Based on a diversity of recent interviews with Marc Faber we could paint a picture of how the Swiss investor thinks about the ongoing debt crisis and especially its implosion. This article provides a summary on seven critical points.

The dangers of a market crash:

“Unlike the ’50s and ’70s when there was relatively less overall debt, a financial market crash did not inflict great damage on the economy. Debt levels are significantly higher these days, and so a market crash can inflict serious damage on economies. We’ve gone through a period of huge asset inflation, in stocks, bonds, commodities, and real estate, and we essentially now have in the world, a huge asset bubble. So everything is grossly inflated.”

The next bubble:

“The problem is I believe you and I are the bubble … the financial system is just too big, that is the problem. Maybe we can’t see where the next bubble is because we are the bubble – that is something to consider.”

Economic growth vs credit growth:

“One day this whole credit bubble will be deflated very badly – you are going to experience a complete implosion of all asset prices and the credit system – but as to when -I don’t know.”

The writing on the wall – declining marginal economic value of debt:

“A dollar of additional credit in the system created significant economic growth, but these days an additional dollar has very little impact. That is a sign that we have reached the end of monetary policy.

The end game:

“When the US government has to issue treasuries to pay the interest on its maturing debt. That will be the end game – then you are dealing with a collapse in the currency.”

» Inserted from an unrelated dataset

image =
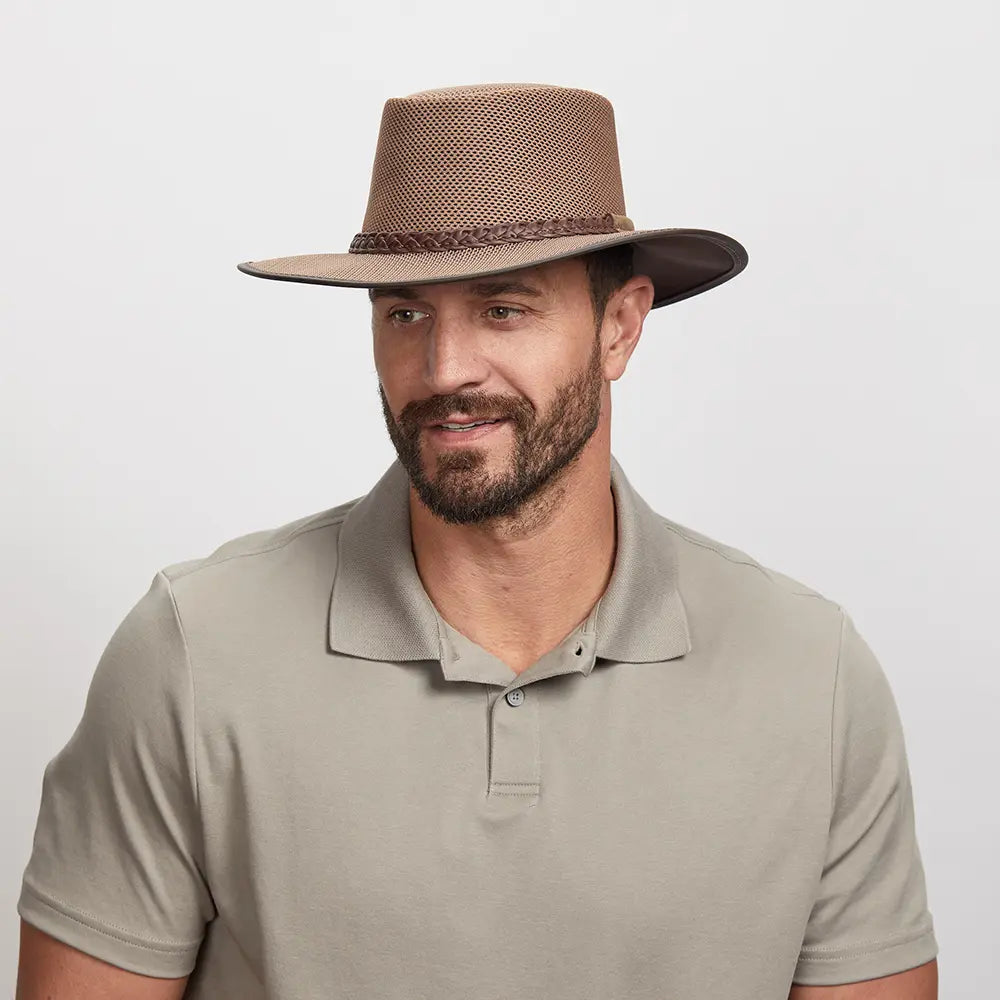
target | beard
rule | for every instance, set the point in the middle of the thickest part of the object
(461, 489)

The share of precious metals in Faber’s total portfolio:

“I recommend an asset allocation of about 25% in equities; 25% in fixed income, securities and cash; 25% in real estate; and 25% in precious metals—gold, silver. I think I have around 25% in gold whereby I don’t value my gold. I have it and it’s my insurance policy. It is important that one day when the so-called shit hits the fan—and I think the Fed is well on its way to creating that situation—you have access to your gold, that it is not taken away.”

The massive gold accumulation by China, India and Russia:

“In the Far East, we have a tradition of owning physical gold, but what is new is the Chinese government encouraging citizens to own gold. I believe that in the face of political instability and a lack of faith in the U.S. dollar, Asians will continue to accumulate physical gold and silver.”